With all the commotion in the global market around commodity prices, the strong US dollar and China’s slowdown, we decided to look at Zimbabwe’s economic standing through an expert’s eyes. In an interview with How we made it in Africa, Dr Gift Mugano, a Zimbabwean economist, discussed a few critical challenges facing the country.
“I think what you need to get very right from the beginning, is that the Zimbabwean economy is driven by primary products,” said Mugano right off the bat.
But this could prove counter-productive. With slowing Chinese growth and a fall in commodity prices, Zimbabwe’s exports have taken a hit. Mugano sees this as a difficult situation for the country, as no less than 60% of Zimbabwe’s foreign exchange comes from the export of minerals.
The strength of the US dollar also presents problems. Zimbabwe is multi-currency economy, with the US dollar being the most dominant. The more the US dollar strengthens, the less competitive Zimbabwe’s exports becomes when compared with other African nations. Mugano pointed out that last year exports to neighbouring South Africa dropped by 39%.
In addition to El Niño, which is bringing drought to the country, Zimbabwe faces a number of other problems in the agricultural sector.
One is bad utilisation of land. Roughly 10% of Zimbabwe’s land is arable, but Mugano predicts that government, instead of boosting local production, will spend more on imports – for example, maize.
“I think what is going to be happening is that government will focus on food imports, not putting money in any productive sectors. So they will focus on consumption expenditure rather than productive expenditure this year – and that is a loss. And if you want to look at economic development, you don’t want to spend money on consumption, but rather on production.”
Another significant challenge is that Zimbabweans can’t use their land as collateral to obtain loans from financial institutions. Mugano wants government to give security to local farmers so they are able to work with banks in financing agriculture.

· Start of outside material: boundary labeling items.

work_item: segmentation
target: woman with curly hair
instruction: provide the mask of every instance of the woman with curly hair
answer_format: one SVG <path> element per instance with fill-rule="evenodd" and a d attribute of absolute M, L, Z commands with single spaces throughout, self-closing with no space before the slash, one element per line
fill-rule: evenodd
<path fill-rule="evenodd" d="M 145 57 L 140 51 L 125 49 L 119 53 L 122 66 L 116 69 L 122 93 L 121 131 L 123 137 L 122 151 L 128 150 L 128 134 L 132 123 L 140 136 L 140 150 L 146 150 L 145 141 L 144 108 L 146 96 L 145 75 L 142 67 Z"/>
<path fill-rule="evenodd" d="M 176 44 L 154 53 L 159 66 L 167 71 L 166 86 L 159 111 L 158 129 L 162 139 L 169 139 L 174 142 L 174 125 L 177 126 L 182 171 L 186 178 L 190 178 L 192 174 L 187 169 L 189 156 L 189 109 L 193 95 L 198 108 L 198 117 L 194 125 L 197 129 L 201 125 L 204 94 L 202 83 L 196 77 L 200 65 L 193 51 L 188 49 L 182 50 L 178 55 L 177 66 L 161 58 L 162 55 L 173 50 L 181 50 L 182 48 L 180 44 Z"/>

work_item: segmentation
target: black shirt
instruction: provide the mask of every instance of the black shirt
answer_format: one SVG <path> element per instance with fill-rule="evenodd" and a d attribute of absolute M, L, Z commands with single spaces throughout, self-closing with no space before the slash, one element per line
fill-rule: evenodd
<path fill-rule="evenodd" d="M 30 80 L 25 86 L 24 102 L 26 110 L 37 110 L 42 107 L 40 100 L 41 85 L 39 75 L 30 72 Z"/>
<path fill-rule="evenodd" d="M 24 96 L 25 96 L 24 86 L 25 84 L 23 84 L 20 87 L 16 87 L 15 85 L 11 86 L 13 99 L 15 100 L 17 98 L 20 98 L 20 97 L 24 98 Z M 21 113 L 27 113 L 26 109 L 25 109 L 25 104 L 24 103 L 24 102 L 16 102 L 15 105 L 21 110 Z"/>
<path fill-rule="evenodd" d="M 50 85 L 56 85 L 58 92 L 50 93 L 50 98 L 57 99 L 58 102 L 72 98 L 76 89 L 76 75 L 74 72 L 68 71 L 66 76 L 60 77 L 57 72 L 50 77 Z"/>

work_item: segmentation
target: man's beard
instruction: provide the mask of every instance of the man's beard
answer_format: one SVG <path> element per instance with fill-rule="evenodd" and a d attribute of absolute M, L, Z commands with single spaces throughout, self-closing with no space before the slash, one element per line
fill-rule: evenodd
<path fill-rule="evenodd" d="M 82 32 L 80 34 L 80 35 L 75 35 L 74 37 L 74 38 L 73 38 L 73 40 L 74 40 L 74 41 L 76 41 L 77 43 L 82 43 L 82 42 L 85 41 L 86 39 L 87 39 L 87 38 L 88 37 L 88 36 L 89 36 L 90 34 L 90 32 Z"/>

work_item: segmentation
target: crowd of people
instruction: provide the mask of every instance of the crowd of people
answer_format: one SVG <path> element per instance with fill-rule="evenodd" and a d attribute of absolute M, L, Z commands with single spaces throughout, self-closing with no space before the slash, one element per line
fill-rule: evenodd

“[As government], you don’t go and say I can finance agriculture, because that is not government business – government business is to provide a regulatory environment for businesses to thrive.”
Furthermore, a pressing issue, according to Mugano, is Zimbabwe’s irrigation infrastructure – most of which was installed over 50 years ago and has yet to be replaced. He suggests the current overhead irrigation systems be substituted for drip irrigation, which saves water.
“We need to move with the times, climate change is coming, it is a reality. We need to invest in agriculture – and to do that we need to commercialise it. You do not want to hoard it as a political tool.”
However, despite the above-mentioned challenges, Mugano says the country’s number one enemy is a liquidity crisis.
“We have seen that even the stock market is performing badly. If you want to lose money go… and buy stocks – tomorrow the price will be going down because of deflation. And deflation is a result of what? A liquidity crunch – there is no demand.”
Additionally, according to Mugano, further unemployment problems loom ahead as a result of expected retrenchments many companies will undergo to cut costs due to financial constraints.
Because the price of global commodities and the strength of the dollar are out of Zimbabwe’s hands, Mugano advises that the country focuses on increasing productivity in agriculture – as it also impacts other linked industries, such as fertiliser and machinery.
“We need to start thinking on how we can commercialise the agricultural sector, not politicise it by thinking that the government can do everything. There is no money, they can’t do it. You need business people to play that role.”
Finally, according to Mugano, aside from providing security for farmers and encouraging investment into value addition, another way to make agriculture more productive is to minimise government control over the sector.
“You don’t need controllers in the agricultural market. In a liberalised environment you need to allow players to determine the price through demand and supply.”